Introduction
I recently had a conversation with Srini (aka Mike) Vasan (CEO at Quantum Ventura) on the subject of semantic analysis that led to this fun little project. The idea is to take a Twitter stream (using the wonderful open source Tweetinvi C# API) and marrying the output to a word cloud, which I've actually implemented as a Force Directed Graph using, as a starting point, the code that Bradley Smith blogged about in 2010. I looked at a few word cloud generators but none were suited for real-time updating, however, a force directed graph is a perfect way of creating a living, dynamic view of tweets as they are happening in real time.
A (silent) video shows this best, so I've posted one here: https://www.youtube.com/watch?v=vEH_1h0jrZY
Wait until the 10 second mark for fun stuff to start happening.
The salient points of this applet are:
- Word hit counts are shown in different font sizes (from 8pt to 36pt, representing counts from 1 to 24)
- Word hit counts are also reflected in the colorization, from blue (representing 1 hit) to red (representing 24 or more hits)
- A maximum of 100 words are shown
- To accommodate new words once the maximum is reached, existing words with 1 hit are randomly removed
- To prevent saturation of >1 hit count words, over time, counts on all words are slowly decremented
Source Code
The source code is on GitHub, here: https://github.com/cliftonm/TwitterWordCloud-WinForm
Accessing Twitter with the Tweetinvi API
This is very simple. You'll need to first obtain a consumer key and consumer secret from Twitter here: https://apps.twitter.com/. Then, get an access token and access token secret from here: https://api.twitter.com/oauth/request_token
Once you've done that, the credentials are set up in the API with the call:
TwitterCredentials.SetCredentials("Access_Token", "Access_Token_Secret", "Consumer_Key", "Consumer_Secret");
To get this working in the app, you'll need to place these keys into a file called "twitterauth.txt" in the bin\Debug (or bin\Release) folder. The format should be:
[Access Token]
[Access Token Secret]
[Consumer Key]
[Consumer Secret]
For example (made up numbers):
bl6NVMpfD
bxrhfA8v
svdaQ86mNTE
lvGwXzG3MJnN
The values you get from Twitter will be much longer.

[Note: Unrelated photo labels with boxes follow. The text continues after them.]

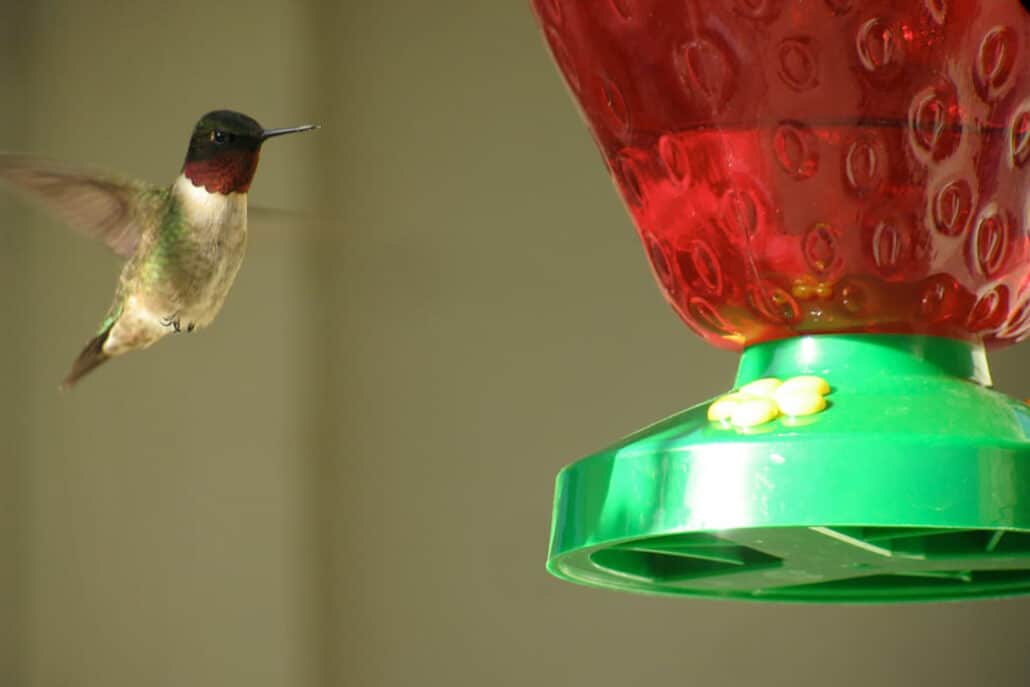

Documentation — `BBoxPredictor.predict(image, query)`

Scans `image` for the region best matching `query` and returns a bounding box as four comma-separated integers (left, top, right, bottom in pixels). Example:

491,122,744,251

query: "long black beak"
261,124,321,141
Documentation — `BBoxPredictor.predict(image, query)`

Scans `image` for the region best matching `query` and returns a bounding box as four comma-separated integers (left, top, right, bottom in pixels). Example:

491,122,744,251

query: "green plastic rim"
547,335,1030,603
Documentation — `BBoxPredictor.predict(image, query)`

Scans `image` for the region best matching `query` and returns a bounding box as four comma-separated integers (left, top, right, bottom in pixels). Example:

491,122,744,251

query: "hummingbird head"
182,110,318,194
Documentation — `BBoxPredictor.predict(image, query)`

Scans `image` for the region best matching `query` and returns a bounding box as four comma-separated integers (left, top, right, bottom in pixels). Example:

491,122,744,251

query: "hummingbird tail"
61,322,114,391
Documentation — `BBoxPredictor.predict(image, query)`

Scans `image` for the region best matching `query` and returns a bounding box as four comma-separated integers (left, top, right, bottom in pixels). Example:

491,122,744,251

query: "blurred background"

I read these four lines and initialize the credentials with:
protected void TwitterAuth()
{
string[] keys = File.ReadAllLines("twitterauth.txt");
TwitterCredentials.SetCredentials(keys[0], keys[1], keys[2], keys[3]);
}
Starting / Stopping a Filtered Stream
The code gracefully handles starting and stopping a stream. By graceful, I mean that, if a stream exists, we shut down the current stream, wait for the event that indicates it has stopped, and then start a new stream.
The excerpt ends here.